Tercyak followed, looking back on how public universities used to be tuition-free and how, after that changed, students rallied together to prevent a tuition increase.

“Back in the olden days, when I went to college in Connecticut, a state school, we didn’t have tuition. We had fees. We walked around saying stuff like: ‘We’re paying for a radio station?’” Tercyak said. “I tell the story of being at the Capitol and having students lining the railing of every floor at the legislator office of the building, all the way around. If you looked out the window, there was a constant line of students. We didn’t raise tuition then.”

After the remaining three politicians presented their stories — each including the significance of how their and others’ involvement had brought profound change — the panel was asked what they saw as the biggest issues facing Connecticut and what solutions should be put into place.
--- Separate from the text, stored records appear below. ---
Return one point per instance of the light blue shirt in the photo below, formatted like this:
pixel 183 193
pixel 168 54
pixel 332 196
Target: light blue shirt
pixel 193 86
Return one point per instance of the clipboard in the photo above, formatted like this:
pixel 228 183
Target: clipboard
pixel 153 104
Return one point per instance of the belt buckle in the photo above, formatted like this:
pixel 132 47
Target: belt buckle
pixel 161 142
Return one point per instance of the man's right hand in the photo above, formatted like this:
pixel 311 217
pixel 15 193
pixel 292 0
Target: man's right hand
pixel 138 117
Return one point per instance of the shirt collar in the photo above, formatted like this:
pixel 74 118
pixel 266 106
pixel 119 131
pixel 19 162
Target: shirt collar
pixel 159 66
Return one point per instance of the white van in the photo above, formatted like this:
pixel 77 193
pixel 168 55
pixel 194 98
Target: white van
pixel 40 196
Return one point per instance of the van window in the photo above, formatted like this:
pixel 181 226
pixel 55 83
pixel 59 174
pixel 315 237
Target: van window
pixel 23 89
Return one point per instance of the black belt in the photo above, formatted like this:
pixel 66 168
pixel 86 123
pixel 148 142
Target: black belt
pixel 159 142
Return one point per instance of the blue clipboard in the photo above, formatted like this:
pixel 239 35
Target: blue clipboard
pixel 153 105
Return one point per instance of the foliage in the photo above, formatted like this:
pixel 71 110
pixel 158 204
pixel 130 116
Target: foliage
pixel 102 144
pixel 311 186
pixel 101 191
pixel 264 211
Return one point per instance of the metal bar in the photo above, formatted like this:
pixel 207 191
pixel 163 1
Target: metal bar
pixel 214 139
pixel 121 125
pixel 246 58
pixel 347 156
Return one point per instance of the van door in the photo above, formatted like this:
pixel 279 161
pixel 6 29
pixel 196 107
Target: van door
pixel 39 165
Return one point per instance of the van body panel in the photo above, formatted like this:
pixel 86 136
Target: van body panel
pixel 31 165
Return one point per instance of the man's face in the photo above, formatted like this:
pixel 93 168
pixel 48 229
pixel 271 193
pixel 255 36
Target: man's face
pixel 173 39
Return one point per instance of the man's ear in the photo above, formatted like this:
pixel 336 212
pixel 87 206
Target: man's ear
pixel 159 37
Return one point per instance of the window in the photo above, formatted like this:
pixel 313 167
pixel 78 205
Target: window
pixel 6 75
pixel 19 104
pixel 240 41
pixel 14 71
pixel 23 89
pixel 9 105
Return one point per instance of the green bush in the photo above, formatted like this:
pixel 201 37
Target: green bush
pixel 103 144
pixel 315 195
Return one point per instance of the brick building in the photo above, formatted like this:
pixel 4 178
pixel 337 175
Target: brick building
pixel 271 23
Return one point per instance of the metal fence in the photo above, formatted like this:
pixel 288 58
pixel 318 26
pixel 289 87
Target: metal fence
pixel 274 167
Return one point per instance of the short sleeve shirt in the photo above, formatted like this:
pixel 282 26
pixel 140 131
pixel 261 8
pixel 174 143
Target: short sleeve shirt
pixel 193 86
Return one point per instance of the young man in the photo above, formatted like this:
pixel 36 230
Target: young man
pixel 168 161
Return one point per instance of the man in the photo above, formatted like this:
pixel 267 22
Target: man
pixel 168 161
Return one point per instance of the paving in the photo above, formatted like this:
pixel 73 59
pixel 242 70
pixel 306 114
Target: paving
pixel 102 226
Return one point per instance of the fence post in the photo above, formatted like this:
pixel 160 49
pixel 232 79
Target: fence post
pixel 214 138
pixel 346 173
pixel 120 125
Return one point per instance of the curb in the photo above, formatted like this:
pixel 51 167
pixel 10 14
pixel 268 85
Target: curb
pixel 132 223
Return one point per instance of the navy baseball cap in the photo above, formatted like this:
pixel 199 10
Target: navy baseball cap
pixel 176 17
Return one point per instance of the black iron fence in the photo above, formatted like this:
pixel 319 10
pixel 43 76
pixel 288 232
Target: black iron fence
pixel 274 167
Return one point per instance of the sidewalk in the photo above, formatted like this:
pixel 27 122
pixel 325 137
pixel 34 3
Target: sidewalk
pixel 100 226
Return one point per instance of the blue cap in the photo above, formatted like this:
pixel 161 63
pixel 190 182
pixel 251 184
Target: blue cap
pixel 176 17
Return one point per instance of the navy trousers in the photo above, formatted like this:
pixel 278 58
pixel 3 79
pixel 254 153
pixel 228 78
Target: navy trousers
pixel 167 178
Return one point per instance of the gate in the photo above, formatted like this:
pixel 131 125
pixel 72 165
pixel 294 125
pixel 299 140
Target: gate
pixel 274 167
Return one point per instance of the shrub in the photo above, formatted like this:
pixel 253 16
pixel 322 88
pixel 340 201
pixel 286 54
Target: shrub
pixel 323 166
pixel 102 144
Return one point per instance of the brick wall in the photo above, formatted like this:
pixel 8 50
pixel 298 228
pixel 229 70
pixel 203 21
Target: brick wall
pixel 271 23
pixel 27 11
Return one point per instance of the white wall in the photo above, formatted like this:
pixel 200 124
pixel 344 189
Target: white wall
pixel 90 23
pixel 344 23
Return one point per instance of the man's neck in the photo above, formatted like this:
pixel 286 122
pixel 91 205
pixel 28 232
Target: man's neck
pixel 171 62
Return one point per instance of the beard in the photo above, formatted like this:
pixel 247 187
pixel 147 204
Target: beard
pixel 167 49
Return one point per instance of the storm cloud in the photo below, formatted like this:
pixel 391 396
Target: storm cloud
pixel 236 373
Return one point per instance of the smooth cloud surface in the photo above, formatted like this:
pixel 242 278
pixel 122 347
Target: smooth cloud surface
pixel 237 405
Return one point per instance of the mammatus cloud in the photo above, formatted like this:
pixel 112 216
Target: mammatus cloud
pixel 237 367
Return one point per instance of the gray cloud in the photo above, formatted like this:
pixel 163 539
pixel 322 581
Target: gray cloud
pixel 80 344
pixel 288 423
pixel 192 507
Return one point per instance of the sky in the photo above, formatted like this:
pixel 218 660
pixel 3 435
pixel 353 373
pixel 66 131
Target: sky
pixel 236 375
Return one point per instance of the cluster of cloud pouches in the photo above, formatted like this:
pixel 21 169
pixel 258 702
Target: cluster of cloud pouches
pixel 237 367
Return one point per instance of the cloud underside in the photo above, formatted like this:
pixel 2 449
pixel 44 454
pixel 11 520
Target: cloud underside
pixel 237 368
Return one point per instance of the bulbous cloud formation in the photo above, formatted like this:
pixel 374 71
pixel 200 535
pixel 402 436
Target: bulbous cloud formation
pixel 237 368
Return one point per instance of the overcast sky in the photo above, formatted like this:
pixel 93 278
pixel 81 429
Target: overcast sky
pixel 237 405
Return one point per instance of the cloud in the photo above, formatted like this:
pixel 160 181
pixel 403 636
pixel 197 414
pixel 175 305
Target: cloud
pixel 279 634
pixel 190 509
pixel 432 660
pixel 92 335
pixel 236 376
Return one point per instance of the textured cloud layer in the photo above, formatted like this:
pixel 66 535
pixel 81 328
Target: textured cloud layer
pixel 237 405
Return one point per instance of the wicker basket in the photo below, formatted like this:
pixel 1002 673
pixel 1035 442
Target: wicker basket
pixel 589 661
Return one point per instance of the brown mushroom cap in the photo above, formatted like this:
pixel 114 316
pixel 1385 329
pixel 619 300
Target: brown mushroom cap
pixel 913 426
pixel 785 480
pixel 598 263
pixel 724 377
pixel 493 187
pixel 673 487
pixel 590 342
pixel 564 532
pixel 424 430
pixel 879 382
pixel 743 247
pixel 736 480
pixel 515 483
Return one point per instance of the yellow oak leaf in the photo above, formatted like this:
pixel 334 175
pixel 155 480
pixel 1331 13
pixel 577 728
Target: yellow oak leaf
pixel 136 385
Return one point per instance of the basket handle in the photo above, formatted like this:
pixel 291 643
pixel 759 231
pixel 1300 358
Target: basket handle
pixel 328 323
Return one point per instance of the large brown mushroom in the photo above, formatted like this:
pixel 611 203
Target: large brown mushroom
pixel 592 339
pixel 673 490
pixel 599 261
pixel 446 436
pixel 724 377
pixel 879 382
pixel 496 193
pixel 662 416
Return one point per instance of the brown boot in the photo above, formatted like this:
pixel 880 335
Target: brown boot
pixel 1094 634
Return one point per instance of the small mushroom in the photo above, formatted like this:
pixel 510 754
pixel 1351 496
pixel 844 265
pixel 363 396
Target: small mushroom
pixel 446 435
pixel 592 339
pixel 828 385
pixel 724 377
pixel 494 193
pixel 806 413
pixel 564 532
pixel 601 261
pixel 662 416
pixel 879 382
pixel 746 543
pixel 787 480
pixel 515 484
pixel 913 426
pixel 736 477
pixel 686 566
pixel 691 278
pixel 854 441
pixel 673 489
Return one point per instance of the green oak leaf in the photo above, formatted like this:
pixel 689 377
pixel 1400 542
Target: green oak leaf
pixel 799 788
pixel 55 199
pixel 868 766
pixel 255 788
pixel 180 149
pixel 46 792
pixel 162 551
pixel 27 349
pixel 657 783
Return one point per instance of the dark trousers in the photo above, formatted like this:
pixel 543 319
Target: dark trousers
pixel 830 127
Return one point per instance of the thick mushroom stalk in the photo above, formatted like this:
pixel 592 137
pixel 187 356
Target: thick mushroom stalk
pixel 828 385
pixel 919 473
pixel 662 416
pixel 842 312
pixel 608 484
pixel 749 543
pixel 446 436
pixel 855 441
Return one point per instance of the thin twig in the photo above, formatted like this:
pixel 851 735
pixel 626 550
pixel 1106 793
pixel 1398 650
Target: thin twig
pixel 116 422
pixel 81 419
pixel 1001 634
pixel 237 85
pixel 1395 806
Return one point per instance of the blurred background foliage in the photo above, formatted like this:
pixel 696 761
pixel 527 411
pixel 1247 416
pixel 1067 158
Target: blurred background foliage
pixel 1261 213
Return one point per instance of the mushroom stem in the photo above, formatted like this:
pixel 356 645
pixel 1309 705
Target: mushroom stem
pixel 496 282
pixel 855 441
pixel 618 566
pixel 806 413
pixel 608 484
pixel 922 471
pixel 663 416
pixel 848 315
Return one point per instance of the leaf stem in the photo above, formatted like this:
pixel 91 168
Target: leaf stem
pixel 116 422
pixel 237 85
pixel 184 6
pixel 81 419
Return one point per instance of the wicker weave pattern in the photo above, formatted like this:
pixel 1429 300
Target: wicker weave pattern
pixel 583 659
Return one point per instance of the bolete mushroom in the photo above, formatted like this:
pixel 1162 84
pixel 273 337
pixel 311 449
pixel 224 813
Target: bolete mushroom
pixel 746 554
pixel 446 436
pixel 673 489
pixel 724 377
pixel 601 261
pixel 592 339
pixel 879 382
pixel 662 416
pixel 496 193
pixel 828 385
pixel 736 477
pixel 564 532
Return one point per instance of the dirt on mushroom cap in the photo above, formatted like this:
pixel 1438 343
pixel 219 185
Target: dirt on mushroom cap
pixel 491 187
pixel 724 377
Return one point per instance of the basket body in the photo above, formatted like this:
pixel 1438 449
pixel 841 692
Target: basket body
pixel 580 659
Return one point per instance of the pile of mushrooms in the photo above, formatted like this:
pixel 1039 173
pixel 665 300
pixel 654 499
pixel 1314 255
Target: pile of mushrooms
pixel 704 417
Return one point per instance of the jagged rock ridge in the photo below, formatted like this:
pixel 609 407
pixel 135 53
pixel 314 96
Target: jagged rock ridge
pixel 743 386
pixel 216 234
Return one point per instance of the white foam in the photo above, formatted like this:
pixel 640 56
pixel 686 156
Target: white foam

“I think the biggest challenge is balancing budgets,” Porter said. “It’s about the money. It’s about making sure that it’s equitable and it’s fair and that everyone, regardless of your zip code or your ethnicity, has an opportunity to live, what we’ve coined, the ‘American Dream.’ Until we find a way to balance the budget…[without] hurting the very people who need the help the most, I think that’s the biggest challenge we have.”

Breslin agreed with Porter’s sentiment, and added that the decrease in Connecticut’s population is another major problem.

“There are a lot of us. If we can mobilize and stay involved, we can have a place at the table to make sure that the budget is going to fund the things that are important to us. We need young people to stay in Connecticut to make sure that Connecticut is the place we all want for our future,” Breslin said.

“Young people leaving the state is understandable,” Winfield said. “Connecticut is not an easy state to live in. It’s not easy to get around, it’s not easy to connect to jobs; it’s just not an easy state. If legislators are smart, they’ll have conversations with young people. We talk to people our age and then say that we don’t understand why young people do or don’t do certain things.”

On the topic of the budget, which he voted against, Winfield said: “It’s bipartisan. It’s historic in a way. I say it’s historic because we haven’t targeted poor people the way that we have in this budget. We’ve been seduced by bipartisanship. It being bipartisan doesn’t make it good. When you look at 10,000 people and [tell them] they don’t have access to their healthcare program, you can’t possibly call that good.”

When the panel was opened for questions by CCSU students and other attendees, each politician again stressed the seriousness of having everyone participate in one way or another to see change.

“Look for chances to be involved. We will change things by being involved and by making things our priority,” Tercyak explained. “It’s part of how you folks got into the mess you were in. Somebody who didn’t want to raise taxes had a good idea: ‘They can afford to pay a little bit for the university system.’ Then it grows, and their argument is: ‘It’s a bargain compared to Yale!’ Get involved. Make it easy.”

“Get ready to give suggestions and advice to us,” Porter told a student. “Only you can tell us what’s the best way for us to help you.”

At the end of the event, attendees informed The Recorder they were glad that they had come, finding the occasion informative in both the state of things in Connecticut and how to enact solutions to current problems. Octavia Galigher, a transfer pre-nursing junior, was one such attendee.

“I liked how they were able to talk to us,” Galigher said. “I didn’t know Connecticut passed the budget and the cuts to college — like, I just started here, so that’s a big issue for me. Cuts to health insurance are going to affect me as well.”